In Ireland right now, Virgin, Sky, Eir and other big telecommunications companies are aggressively competing for market share across mobile, landline, broadband and television delivery platforms, and they're using video content to sweeten the deal.

On-demand

Vodafone’s new TV offering gives you free

Netflix

for the first six months, Virgin’s MyPrime has a wide range of older movies and boxsets available. Premium packages on Sky are moving ever closer to a full on-demand service (rather than being subject to an old-fashioned linear television schedule).

Just as significantly, there's a video on demand explosion taking place in the US, with Netflix, Amazon, Hulu, Apple and other tech-based companies battling it out for the attention of "cord cutters" – people who are sick of the old cable system, with its hundreds of unwatchable channels.

The result has been a remarkable flowering of high-quality drama and documentaries.
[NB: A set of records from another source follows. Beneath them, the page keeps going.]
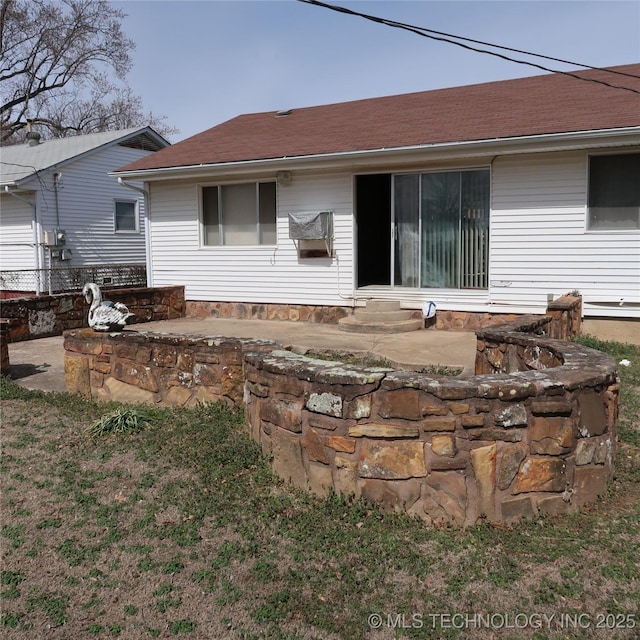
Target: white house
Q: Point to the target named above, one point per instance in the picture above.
(486, 198)
(60, 208)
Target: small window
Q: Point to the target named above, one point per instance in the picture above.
(614, 192)
(239, 214)
(126, 218)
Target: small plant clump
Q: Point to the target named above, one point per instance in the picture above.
(120, 421)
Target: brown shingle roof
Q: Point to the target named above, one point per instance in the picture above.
(546, 104)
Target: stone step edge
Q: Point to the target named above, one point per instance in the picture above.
(355, 326)
(366, 315)
(382, 305)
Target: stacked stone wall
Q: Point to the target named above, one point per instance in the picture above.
(43, 316)
(5, 365)
(565, 313)
(534, 431)
(157, 368)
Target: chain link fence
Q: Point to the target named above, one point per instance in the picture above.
(30, 282)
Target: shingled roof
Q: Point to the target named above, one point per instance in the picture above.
(538, 105)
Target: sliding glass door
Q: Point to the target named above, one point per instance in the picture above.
(441, 229)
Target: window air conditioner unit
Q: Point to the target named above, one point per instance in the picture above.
(312, 233)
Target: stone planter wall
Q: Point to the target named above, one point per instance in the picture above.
(565, 312)
(533, 432)
(498, 445)
(43, 316)
(157, 368)
(5, 365)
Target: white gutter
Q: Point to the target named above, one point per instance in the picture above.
(147, 227)
(506, 146)
(37, 236)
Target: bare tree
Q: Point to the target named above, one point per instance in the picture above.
(63, 65)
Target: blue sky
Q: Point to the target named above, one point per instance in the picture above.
(201, 62)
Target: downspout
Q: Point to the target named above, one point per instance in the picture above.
(37, 237)
(147, 228)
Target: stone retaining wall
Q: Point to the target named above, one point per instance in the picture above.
(43, 316)
(565, 311)
(533, 432)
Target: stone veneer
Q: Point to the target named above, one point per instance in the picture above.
(51, 315)
(444, 320)
(534, 431)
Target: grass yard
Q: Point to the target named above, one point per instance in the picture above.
(176, 528)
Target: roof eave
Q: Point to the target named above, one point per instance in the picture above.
(376, 157)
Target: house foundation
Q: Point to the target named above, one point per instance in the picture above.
(533, 432)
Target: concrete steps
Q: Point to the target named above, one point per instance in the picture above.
(381, 316)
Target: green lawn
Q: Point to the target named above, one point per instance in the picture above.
(178, 528)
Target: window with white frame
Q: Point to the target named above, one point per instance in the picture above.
(614, 192)
(239, 214)
(126, 216)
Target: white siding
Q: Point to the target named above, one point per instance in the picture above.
(85, 208)
(259, 274)
(539, 242)
(17, 249)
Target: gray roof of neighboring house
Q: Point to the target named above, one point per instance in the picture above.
(20, 162)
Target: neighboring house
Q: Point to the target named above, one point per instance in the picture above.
(484, 199)
(62, 185)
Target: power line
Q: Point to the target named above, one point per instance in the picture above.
(446, 37)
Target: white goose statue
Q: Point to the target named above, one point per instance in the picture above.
(105, 315)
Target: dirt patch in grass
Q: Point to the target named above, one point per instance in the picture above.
(181, 530)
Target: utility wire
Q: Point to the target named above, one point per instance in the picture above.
(446, 37)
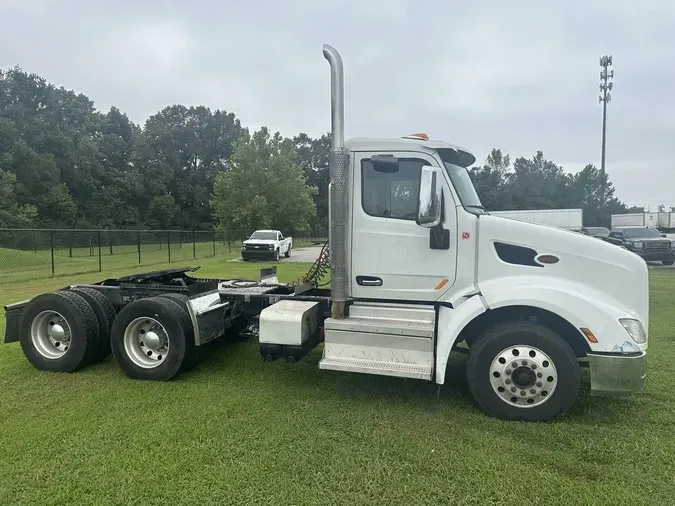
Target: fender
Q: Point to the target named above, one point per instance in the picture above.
(450, 323)
(579, 304)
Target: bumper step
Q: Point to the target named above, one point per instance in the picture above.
(381, 368)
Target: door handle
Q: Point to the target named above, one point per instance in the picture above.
(368, 281)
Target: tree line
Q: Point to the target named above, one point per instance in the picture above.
(63, 164)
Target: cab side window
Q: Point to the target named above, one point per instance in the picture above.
(394, 195)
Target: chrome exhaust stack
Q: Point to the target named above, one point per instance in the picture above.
(337, 189)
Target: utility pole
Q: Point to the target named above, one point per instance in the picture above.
(606, 85)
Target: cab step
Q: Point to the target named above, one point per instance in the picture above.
(398, 369)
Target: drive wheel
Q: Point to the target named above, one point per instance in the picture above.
(151, 339)
(191, 352)
(523, 371)
(105, 316)
(58, 332)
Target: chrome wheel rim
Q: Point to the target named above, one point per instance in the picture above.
(523, 376)
(50, 334)
(146, 342)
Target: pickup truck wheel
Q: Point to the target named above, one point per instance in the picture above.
(58, 331)
(151, 338)
(523, 371)
(105, 316)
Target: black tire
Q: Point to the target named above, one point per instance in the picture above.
(500, 337)
(192, 352)
(175, 321)
(105, 315)
(84, 330)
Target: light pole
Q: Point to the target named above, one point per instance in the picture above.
(606, 85)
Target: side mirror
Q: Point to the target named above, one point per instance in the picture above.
(431, 196)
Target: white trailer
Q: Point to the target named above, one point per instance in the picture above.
(666, 220)
(635, 220)
(571, 219)
(418, 268)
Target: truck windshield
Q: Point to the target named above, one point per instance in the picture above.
(265, 236)
(638, 233)
(462, 182)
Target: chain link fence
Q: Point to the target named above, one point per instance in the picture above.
(33, 254)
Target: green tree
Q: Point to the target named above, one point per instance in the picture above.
(491, 182)
(313, 155)
(185, 148)
(264, 188)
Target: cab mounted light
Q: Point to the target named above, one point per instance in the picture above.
(419, 136)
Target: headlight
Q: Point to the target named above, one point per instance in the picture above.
(634, 329)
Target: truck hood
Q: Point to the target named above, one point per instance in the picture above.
(259, 242)
(617, 276)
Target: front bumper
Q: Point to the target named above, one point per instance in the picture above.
(616, 374)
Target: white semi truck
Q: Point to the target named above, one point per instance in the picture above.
(418, 269)
(646, 219)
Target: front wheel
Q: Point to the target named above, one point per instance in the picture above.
(523, 371)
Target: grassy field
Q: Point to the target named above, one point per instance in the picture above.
(34, 266)
(239, 431)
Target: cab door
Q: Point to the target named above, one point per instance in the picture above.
(392, 256)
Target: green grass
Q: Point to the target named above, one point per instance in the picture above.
(236, 430)
(34, 266)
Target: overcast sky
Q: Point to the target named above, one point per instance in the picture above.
(521, 76)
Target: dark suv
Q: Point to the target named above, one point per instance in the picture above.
(647, 242)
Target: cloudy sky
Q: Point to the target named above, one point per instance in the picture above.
(521, 76)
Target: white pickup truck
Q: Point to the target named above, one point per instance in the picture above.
(266, 244)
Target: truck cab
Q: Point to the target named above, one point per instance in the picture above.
(428, 270)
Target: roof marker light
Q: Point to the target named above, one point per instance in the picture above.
(419, 135)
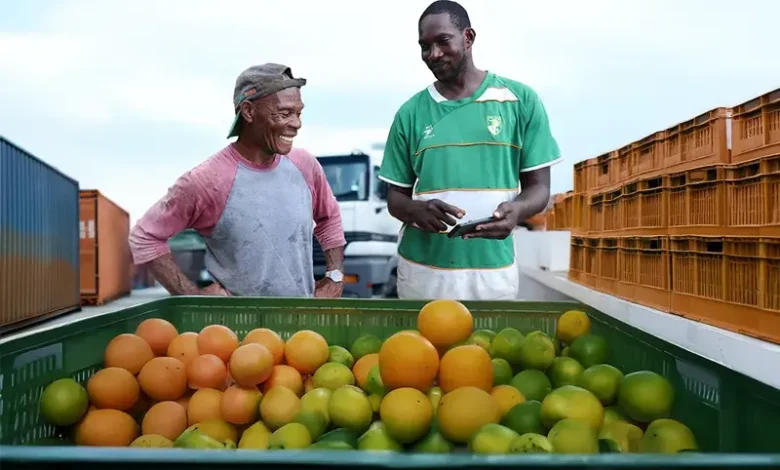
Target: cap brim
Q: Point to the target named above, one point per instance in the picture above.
(234, 126)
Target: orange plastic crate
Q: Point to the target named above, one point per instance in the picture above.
(631, 212)
(628, 266)
(606, 170)
(647, 155)
(727, 282)
(653, 193)
(591, 174)
(755, 128)
(580, 177)
(613, 215)
(591, 259)
(697, 203)
(607, 280)
(596, 214)
(753, 195)
(624, 164)
(653, 288)
(576, 259)
(700, 141)
(580, 213)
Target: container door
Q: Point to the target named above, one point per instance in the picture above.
(88, 244)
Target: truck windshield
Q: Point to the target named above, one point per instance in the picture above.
(348, 176)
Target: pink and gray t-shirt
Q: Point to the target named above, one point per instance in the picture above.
(257, 221)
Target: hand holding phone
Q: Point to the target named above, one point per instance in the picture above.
(468, 227)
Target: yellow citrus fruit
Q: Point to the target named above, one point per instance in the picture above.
(306, 351)
(279, 406)
(468, 365)
(572, 325)
(407, 414)
(462, 412)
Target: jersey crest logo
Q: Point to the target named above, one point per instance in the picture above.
(494, 124)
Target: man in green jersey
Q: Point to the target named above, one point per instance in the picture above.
(456, 151)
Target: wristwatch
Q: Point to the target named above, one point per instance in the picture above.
(335, 275)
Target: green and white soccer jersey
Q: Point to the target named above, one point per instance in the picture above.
(468, 153)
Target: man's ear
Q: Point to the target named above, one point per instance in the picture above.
(469, 36)
(247, 111)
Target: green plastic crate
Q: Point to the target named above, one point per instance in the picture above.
(707, 394)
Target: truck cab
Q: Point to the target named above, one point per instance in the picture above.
(370, 230)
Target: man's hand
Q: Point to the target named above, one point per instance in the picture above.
(431, 216)
(508, 215)
(325, 287)
(214, 289)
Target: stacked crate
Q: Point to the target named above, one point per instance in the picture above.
(687, 220)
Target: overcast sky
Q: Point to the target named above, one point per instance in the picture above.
(124, 96)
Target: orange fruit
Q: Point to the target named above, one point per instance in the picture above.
(205, 404)
(251, 364)
(285, 376)
(306, 351)
(445, 322)
(184, 347)
(114, 388)
(206, 371)
(408, 360)
(158, 333)
(268, 338)
(127, 351)
(185, 400)
(362, 367)
(240, 405)
(463, 366)
(308, 384)
(218, 340)
(163, 379)
(106, 428)
(167, 418)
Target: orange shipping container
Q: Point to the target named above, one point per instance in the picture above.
(103, 249)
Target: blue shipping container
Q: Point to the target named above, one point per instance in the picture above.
(39, 238)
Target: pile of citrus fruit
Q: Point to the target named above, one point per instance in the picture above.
(435, 389)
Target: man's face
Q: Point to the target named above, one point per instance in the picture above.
(274, 121)
(443, 46)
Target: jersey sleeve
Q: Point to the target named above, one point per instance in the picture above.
(396, 166)
(196, 200)
(540, 149)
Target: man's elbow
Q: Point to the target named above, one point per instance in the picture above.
(145, 247)
(330, 233)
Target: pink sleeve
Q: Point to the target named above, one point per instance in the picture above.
(196, 200)
(329, 230)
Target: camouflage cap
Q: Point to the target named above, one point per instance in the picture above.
(260, 81)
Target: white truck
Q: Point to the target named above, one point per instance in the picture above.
(371, 232)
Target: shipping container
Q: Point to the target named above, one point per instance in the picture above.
(39, 262)
(104, 228)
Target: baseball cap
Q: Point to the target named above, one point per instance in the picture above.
(259, 81)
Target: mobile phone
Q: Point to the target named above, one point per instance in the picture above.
(468, 227)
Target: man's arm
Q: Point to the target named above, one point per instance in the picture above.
(149, 237)
(540, 152)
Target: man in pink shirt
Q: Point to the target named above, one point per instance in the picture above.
(257, 203)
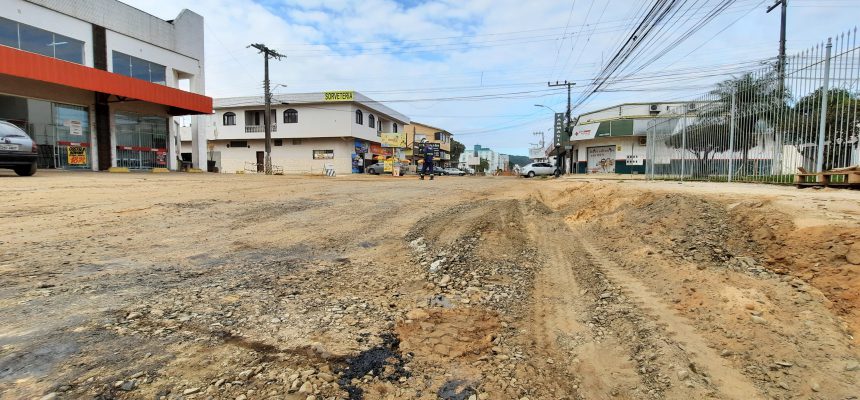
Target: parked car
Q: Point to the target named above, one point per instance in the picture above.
(536, 169)
(453, 171)
(17, 151)
(375, 169)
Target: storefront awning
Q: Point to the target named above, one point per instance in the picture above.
(22, 64)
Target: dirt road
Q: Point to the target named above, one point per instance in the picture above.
(253, 287)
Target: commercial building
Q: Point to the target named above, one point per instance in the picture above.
(97, 82)
(495, 161)
(309, 130)
(614, 139)
(417, 133)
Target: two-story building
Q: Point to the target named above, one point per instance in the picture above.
(417, 133)
(97, 82)
(309, 130)
(614, 139)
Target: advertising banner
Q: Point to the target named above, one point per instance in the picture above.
(584, 132)
(343, 95)
(601, 159)
(558, 130)
(393, 139)
(77, 155)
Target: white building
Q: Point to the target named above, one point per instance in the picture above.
(97, 82)
(308, 132)
(613, 139)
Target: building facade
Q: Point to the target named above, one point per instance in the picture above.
(308, 132)
(614, 139)
(97, 82)
(417, 133)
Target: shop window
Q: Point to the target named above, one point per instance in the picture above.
(39, 41)
(323, 154)
(138, 68)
Series such as Netflix's Making a Murderer are the subject of intense interest around the world, and long-form television drama has been hailed as the primary art form of our age, appealing to a more mature audience turned off by the comic-book releases that dominate cinema multiplexes.

A generation is now arriving at adulthood which has never experienced the old-fashioned concept of watching a particular programme at a particular time.

Young audiences

The next generation will not understand the idea of putting a disc into a machine to watch a movie.

Meanwhile, under the radar of traditional media, stars of the future are building huge young audiences on their YouTube channels. Hollywood studios are scrambling to catch up; Disney paid half a billion dollars for Maker Studios, one of the big new YouTube networks.

A study by Cisco has predicted that by 2019 online video will account for four-fifths of the world's Internet traffic. People are using low-cost devices such as Google's Chromecast to stream online content from their laptop, phone or tablet to their television.

For €140 or so, you can go into a shop and buy an Android “TV box”, a device that hovers ambiguously between legality and illegality with promises of “a world of free content”, including new cinema releases and Premiership football matches.

While broadcasters point out that the majority of television watching is still being done the old-fashioned way, all these factors – the battles between telecommunications companies, the rise of the new US content providers, the disruptive impact of a new generation of YouTube producers who bypass traditional channels, and the seemingly unstoppable availability of copyrighted content by illegal or quasi-legal means – indicate that television and video as we used to know them are changing in front of our eyes.

Business model

Could Xtra-vision ever have hoped to reinvent itself, as Netflix did, as a digital distribution company? It seems unlikely. The company was too rooted in its original business model to be capable of the open-heart surgery that would have been required.

The question now arises as to whether traditionally structured broadcasters and film distributors will be able to meet that same challenge, of competing in an era where audiences expect all kinds of content immediately, and whenever and wherever they want it.